M. le président. La parole est à M. Pierre Morange, pour le groupe de l’UMP.

M. Pierre Morange. Je ne reviendrai pas sur les excellents arguments qu’a développés M. le rapporteur pour défendre cette proposition de loi que j’ai déposée avec lui.

S’il faut respecter toutes les positions qui ont été défendues, on ne peut présenter ce texte comme étant conjoncturel. En effet, 800 décès par an et 10 000 victimes d’incendies domestiques, c’est une réalité depuis des décennies, à laquelle l’ensemble des dispositions prises en matière de prévention n’ont pas permis d’apporter de réponses concrètes jusqu’à présent.

M. François Rochebloine. Vous savez bien que vous ne proposez pas de solution véritable.

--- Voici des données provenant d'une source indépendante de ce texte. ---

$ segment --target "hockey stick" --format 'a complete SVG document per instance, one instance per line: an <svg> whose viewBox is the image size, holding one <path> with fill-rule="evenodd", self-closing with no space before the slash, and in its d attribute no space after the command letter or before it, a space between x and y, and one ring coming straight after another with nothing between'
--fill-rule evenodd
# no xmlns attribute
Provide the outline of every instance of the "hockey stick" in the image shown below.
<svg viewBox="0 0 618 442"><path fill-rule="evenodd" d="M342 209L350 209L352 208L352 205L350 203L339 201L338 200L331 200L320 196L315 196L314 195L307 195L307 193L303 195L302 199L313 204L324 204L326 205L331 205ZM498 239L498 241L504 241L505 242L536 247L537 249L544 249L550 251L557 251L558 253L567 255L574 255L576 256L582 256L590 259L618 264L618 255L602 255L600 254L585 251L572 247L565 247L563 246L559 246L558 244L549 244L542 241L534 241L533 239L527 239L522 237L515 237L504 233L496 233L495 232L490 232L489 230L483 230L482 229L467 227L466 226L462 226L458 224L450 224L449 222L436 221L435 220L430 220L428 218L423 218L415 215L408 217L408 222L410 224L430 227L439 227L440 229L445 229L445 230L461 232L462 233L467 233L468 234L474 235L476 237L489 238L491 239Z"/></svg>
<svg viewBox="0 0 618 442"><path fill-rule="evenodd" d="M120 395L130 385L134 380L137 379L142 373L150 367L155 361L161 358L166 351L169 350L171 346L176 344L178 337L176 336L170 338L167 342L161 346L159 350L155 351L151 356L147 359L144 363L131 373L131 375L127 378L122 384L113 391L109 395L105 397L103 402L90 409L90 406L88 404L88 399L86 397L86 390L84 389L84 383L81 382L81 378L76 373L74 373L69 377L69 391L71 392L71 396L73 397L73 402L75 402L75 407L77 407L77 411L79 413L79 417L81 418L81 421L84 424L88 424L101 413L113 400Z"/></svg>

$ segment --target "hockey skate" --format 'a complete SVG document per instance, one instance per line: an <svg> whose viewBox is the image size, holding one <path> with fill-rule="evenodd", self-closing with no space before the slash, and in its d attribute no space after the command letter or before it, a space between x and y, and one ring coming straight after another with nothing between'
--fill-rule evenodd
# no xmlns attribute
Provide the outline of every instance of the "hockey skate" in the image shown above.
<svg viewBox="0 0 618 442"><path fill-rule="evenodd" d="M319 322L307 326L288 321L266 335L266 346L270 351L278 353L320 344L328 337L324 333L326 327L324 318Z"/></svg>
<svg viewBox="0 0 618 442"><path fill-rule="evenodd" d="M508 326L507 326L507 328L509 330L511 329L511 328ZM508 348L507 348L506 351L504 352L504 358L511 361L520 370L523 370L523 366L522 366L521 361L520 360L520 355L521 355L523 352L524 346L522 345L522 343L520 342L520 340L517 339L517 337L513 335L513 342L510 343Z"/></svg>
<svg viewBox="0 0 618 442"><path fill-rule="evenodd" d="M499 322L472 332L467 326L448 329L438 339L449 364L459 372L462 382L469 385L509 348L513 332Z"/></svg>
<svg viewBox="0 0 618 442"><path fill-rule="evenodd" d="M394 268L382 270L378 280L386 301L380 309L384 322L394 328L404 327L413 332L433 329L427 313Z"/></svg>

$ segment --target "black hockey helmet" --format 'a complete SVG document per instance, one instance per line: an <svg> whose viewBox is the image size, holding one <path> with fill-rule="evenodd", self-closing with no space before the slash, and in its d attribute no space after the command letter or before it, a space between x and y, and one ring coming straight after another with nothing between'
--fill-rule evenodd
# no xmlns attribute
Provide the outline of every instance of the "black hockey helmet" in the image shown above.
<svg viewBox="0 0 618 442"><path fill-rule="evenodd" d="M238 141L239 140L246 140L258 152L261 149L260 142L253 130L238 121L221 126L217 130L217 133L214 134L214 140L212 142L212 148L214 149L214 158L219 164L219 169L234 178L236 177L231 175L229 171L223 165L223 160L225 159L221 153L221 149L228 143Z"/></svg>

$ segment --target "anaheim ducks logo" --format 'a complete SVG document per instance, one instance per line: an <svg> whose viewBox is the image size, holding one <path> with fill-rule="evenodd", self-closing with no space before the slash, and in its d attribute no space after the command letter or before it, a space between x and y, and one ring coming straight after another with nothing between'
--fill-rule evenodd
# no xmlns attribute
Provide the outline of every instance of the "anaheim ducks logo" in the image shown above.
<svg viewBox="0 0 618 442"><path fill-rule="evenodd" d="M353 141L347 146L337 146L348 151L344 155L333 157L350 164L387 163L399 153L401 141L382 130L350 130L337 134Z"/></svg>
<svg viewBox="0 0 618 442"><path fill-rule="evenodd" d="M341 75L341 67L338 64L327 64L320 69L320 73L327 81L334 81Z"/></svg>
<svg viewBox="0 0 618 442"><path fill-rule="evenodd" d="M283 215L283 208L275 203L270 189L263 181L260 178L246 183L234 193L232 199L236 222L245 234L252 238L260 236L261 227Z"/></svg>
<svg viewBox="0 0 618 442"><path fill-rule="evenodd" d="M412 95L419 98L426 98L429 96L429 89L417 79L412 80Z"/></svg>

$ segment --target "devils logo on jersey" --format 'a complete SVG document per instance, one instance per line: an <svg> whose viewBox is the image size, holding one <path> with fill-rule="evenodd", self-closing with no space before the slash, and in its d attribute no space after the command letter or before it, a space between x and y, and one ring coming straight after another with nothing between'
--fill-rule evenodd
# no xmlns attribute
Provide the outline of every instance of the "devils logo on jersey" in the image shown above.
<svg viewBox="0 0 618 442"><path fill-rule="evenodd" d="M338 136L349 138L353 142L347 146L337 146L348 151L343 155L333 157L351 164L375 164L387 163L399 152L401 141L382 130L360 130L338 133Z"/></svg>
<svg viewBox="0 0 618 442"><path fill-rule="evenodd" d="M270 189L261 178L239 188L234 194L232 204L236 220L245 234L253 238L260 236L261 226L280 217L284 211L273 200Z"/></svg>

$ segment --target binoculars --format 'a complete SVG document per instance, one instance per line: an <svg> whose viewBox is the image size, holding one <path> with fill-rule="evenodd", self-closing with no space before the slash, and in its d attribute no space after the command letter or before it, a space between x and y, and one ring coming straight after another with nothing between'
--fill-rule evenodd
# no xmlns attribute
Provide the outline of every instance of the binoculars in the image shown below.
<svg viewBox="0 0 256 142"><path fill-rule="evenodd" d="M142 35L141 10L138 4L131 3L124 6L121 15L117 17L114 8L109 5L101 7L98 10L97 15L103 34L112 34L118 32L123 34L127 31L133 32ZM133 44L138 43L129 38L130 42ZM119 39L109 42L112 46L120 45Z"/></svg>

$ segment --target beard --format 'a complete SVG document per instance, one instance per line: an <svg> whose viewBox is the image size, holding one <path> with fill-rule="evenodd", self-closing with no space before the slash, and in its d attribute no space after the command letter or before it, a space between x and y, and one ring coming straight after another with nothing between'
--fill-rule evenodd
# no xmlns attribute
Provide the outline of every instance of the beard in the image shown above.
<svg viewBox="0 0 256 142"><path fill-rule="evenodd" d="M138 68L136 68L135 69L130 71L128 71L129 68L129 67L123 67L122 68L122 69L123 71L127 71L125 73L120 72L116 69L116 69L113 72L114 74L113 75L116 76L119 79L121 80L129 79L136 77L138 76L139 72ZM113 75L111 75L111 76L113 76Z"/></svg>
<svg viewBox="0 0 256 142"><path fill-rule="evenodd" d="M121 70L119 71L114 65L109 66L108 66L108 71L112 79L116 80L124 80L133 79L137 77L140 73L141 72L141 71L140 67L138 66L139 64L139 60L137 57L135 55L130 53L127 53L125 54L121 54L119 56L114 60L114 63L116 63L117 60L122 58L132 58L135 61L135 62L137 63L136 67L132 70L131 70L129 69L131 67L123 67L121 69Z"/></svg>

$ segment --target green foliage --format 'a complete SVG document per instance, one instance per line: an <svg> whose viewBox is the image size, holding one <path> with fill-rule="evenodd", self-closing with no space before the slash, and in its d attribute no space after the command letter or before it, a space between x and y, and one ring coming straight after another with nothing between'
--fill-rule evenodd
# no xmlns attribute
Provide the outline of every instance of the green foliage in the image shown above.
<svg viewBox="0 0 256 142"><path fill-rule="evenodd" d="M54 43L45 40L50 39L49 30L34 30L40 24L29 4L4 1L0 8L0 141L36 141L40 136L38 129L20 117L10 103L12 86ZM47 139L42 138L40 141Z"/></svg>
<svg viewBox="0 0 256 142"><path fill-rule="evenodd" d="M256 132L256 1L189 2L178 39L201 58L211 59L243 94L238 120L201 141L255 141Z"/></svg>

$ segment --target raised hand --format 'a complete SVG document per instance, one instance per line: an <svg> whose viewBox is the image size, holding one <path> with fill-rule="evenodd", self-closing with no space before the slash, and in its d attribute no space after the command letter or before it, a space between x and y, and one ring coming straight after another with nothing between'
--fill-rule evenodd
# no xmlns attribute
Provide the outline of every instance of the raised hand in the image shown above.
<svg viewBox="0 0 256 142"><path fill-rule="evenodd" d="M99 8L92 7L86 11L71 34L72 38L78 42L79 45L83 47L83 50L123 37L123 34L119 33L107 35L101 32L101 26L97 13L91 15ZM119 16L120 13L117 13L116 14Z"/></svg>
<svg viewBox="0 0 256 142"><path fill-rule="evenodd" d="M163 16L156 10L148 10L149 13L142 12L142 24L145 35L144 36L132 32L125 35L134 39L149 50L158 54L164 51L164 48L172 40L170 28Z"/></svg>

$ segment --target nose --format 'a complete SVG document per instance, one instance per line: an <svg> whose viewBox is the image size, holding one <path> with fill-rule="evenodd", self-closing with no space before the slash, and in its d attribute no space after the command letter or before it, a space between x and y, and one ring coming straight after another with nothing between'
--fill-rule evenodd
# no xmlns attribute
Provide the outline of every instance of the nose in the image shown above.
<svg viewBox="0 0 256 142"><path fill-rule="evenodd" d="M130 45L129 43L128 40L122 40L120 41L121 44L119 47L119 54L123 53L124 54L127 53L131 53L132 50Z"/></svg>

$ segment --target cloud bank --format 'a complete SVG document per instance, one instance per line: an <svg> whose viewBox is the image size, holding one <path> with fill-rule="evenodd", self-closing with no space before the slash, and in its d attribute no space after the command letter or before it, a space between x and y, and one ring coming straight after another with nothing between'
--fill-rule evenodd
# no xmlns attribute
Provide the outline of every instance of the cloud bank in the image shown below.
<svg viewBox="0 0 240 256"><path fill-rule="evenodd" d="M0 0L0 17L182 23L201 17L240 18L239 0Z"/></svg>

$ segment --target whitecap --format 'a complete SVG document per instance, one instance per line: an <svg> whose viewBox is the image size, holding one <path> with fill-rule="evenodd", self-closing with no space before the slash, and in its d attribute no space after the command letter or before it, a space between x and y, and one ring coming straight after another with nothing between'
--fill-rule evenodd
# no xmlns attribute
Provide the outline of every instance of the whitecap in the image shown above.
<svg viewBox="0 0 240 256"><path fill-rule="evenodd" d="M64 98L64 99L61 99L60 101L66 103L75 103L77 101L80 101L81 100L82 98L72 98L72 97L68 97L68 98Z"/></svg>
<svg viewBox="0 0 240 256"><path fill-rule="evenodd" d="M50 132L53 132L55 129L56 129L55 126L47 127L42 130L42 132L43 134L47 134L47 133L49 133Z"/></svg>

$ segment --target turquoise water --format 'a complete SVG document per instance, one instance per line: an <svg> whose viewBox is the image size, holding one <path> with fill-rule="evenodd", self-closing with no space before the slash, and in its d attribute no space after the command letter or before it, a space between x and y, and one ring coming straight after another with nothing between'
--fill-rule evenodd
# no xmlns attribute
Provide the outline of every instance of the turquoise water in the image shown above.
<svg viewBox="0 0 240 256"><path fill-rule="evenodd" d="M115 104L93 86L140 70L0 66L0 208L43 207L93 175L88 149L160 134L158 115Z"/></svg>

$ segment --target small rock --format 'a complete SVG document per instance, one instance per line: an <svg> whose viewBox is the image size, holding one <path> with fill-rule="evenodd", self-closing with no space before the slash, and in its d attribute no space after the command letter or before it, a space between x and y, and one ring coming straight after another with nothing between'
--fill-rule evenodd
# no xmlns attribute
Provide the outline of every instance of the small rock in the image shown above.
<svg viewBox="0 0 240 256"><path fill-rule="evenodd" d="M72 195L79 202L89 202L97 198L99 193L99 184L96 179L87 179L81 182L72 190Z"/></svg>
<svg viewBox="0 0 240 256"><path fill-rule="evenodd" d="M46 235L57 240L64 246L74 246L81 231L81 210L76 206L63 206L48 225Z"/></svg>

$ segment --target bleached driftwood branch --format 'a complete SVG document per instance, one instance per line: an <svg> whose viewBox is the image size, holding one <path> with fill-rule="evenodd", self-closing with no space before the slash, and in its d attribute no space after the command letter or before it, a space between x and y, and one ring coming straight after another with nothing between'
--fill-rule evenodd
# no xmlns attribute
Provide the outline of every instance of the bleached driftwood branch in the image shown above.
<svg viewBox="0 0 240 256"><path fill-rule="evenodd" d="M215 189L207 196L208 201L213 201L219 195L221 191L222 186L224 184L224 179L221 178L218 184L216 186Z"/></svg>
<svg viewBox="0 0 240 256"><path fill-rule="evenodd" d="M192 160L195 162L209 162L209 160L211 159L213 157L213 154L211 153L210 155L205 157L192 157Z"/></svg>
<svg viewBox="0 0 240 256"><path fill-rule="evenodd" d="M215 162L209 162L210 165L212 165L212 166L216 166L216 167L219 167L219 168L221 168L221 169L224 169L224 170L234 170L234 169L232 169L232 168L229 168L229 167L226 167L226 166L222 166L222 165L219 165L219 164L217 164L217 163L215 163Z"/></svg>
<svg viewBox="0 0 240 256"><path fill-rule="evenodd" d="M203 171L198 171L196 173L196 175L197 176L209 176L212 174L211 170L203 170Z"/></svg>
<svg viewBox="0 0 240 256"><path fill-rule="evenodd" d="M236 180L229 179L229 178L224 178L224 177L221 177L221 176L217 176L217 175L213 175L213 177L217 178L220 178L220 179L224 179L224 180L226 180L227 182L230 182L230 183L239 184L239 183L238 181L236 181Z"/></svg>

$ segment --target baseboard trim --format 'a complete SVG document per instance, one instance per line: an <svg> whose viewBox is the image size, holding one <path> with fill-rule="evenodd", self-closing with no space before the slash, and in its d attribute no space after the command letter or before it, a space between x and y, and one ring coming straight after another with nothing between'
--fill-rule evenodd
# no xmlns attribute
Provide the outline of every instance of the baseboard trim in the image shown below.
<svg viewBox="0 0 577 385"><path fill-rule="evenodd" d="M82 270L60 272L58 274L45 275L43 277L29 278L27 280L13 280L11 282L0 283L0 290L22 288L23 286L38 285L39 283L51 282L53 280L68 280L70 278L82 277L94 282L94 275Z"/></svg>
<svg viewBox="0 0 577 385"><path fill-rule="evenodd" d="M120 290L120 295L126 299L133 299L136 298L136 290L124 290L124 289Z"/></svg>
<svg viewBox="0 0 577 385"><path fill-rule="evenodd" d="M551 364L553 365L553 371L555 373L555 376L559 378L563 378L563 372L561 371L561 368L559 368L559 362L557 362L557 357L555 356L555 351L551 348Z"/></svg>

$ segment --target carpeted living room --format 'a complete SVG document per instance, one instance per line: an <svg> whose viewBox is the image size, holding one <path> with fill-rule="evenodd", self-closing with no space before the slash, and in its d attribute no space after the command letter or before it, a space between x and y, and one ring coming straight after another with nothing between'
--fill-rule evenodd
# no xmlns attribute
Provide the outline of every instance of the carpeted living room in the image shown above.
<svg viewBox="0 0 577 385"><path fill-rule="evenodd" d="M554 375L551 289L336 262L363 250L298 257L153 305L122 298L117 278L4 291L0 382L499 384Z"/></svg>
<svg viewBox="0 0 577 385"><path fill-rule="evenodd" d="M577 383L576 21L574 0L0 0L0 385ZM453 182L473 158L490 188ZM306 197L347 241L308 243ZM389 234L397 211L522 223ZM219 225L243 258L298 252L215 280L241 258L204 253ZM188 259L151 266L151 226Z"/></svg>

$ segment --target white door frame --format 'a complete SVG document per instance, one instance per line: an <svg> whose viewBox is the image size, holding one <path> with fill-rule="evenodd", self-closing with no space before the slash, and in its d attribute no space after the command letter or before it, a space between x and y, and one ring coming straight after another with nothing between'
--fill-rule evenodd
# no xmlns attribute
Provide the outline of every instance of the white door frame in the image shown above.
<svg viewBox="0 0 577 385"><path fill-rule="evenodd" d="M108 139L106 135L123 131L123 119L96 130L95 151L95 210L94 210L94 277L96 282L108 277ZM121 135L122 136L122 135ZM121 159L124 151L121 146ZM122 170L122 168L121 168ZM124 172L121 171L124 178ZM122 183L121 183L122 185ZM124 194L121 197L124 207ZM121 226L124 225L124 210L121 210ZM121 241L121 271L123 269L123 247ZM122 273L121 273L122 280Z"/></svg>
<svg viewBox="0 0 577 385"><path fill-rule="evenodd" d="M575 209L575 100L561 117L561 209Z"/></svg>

M. Pierre Morange. Face aux rapports et comités d’expertise évoqués par nos collègues, les avis de la Fédération nationale des grands brûlés de France, de la Fédération nationale des sapeurs-pompiers et des autorités médicales me paraissent tout aussi légitimes, sinon plus pertinents. (Applaudissements sur les bancs du groupe de l’Union pour un mouvement populaire.)

Vote sur l’ensemble

M. le président. Je mets aux voix l’ensemble de la proposition de loi.

(L’ensemble de la proposition de loi est adoptée.)

Ordre du jour des prochaines séances

M. le président. Cet après-midi, à quinze heures, deuxième séance publique :

Suite de la discussion, en deuxième lecture, de la proposition de loi, n° 2093, relative au traitement de la récidive des infractions pénales :

Rapport, n° 2452, de M. Gérard Léonard, au nom de la commission des lois constitutionnelles, de la législation et de l’administration générale de la République.

A vingt et une heures trente, troisième séance publique :

Suite de l’ordre du jour de la deuxième séance.

La séance est levée.

(La séance est levée à onze heures cinquante.)